For close to 21 of the 24 years that I have been on this earth, I have lived for myself. While in those years, I have yielded my wants and desires to help others plenty of times, my main focus was satisfying me. I lived for myself and only for myself. When you are a selfish person, you tend to think you are anything BUT selfish. I was truly a selfish person. I still struggle with this today, but it is amazing the difference a few years can make.
I have had people ask me the following questions:
· Why would you want to move back to Selma?
· Why would you want to work at a church when you could be making more money somewhere else and not working on Sunday?
· Why? Why? Why?
My overwhelming response is, how can I say no even if I wanted to?

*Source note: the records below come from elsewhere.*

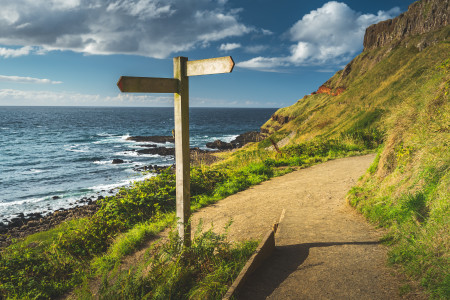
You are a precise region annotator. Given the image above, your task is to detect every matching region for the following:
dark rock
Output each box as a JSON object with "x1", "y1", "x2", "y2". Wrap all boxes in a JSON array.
[
  {"x1": 97, "y1": 196, "x2": 104, "y2": 200},
  {"x1": 52, "y1": 196, "x2": 60, "y2": 200},
  {"x1": 206, "y1": 131, "x2": 263, "y2": 150},
  {"x1": 363, "y1": 0, "x2": 449, "y2": 51},
  {"x1": 26, "y1": 213, "x2": 42, "y2": 220},
  {"x1": 133, "y1": 164, "x2": 171, "y2": 173},
  {"x1": 137, "y1": 147, "x2": 175, "y2": 156},
  {"x1": 206, "y1": 140, "x2": 234, "y2": 150},
  {"x1": 127, "y1": 136, "x2": 174, "y2": 143},
  {"x1": 230, "y1": 131, "x2": 264, "y2": 148},
  {"x1": 27, "y1": 220, "x2": 39, "y2": 227},
  {"x1": 112, "y1": 158, "x2": 125, "y2": 164}
]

Many times in my 24 years of existence as a human being, I have more than tried to ruin my life. At one point, I was on a direct course for the destruction of my life. For people on the outside looking in, I was nothing more than an irresponsible, immature boy, who acted like most others my age. To them I wasn’t an angel, but I surely wasn’t the devil either.

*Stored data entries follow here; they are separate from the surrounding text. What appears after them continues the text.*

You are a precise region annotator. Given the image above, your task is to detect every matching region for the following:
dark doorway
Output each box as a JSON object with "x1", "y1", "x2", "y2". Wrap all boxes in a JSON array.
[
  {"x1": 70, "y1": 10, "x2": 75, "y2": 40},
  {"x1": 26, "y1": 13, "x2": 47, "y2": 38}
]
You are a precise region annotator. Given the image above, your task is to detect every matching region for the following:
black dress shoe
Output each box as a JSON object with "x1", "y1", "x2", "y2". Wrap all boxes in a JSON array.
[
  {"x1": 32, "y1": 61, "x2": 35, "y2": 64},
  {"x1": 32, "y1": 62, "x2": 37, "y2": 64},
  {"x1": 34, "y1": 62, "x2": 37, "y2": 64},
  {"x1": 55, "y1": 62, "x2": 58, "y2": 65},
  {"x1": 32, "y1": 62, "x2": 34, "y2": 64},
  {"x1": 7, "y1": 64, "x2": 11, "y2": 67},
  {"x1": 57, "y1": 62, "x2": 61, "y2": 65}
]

Inside of me was a different story completely. My heart had become hard and black. I treated my parents and friends badly, but nothing compared to the way I treated my physical and emotional well-being.
In my darkest of times, when I knew I could go on no further, that is when it happened. Jesus had given me life so many years ago to only watch me completely throw it away. He was always there, always calling, always encouraging….all of His words seemed to fall on deaf ears. And now, at the culmination of my selfish life where I did nothing but throw away the gift He so preciously bought for me, He was there. He did not show up with a spirit of condemnation, but one of acceptance and compassion. Exactly like the father of the lost son (Luke 15), He came running to greet me with a hug and a kiss. He had reached out to me in the darkness of my life and had come to MY RESCUE!
He has been, is, and will always be “my Rescuer.”
How can I possibly say no to anything He asks of me?